The conference entitled “ Vietnam economy in 2010: Acknowledging Investment and Business Opportunities” was attended by ministry officials, the leading economists and 300 enterprises who evaluated and forecast the global economy, as well as Vietnam ’s prospects for this year.

Participants all agreed that the global economy would show signs of recovery but slowly. Moody’s Credit Assessment Council forecast the world economy would struggle this year, and possibly next year, with unemployment and prolonged budget deficit.

Head of the Vietnam Economy Institute, Tran Dinh Thien, said the crisis had reformatted the institutional structure of the world economy.

“If floored powerful economies. Some emerging economies have developed strongly and become economic powerhouses,” Thien said.
He added that a recovery could be seen in the future. However, the recovery would include risks and challenges.

He emphasised that countries which were seriously affected by the downturn should be careful even though GDP as well as international investment flow would improve this year.

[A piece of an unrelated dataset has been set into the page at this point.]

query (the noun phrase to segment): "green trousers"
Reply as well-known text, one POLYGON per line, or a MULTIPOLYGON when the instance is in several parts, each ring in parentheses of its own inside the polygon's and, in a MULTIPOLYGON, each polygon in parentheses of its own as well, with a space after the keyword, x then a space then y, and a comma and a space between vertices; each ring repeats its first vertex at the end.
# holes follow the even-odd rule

Vietnam ’s economy has been clarified to prevent recession and in the process of growth with last year’s GDP of 5.32 percent.

Director of the National Centre for Socio-Economic Information and Forecast Le Dinh An provided two forecasts for Vietnam ’s economy this year.

“The first concentrates on growth in terms of quality. It would reduce the growth rate to focus on transforming the economy by restructuring production,” An said.

He said that under the plan, the growth rate would be 6 to 6.5 percent. The second would achieve a higher growth rate of 7 percent.

“This year the world economy and Vietnam ’s have stepped into the first stages of recovery. As a result, import-export activities and foreign direct investment will not increase in the short term. To achieve high growth, the Government would have to increase investment and spending,” An said.

He added that the total investment would have to reach 835 trillion VND (46 billion USD), accounting for 42 percent of GDP.

“The increase means the budget deficit would rise to 6.5 percent of GDP. The plan, in the context of ineffective investment, would cause inflation,” he added.

Under the plan, export turnover would be expected to reach 66.4 billion USD to 67.8 billion USD while import turnover, 77.5 billion USD to 80 billion USD and trade deficit, around 12 billion USD.

Deputy Minister of Planning and Investment Nguyen Van Trung said the targets set by the Government for this year were to stable the economy, thus ensuring higher growth rate in terms of both quantity and quality as well as social welfare./.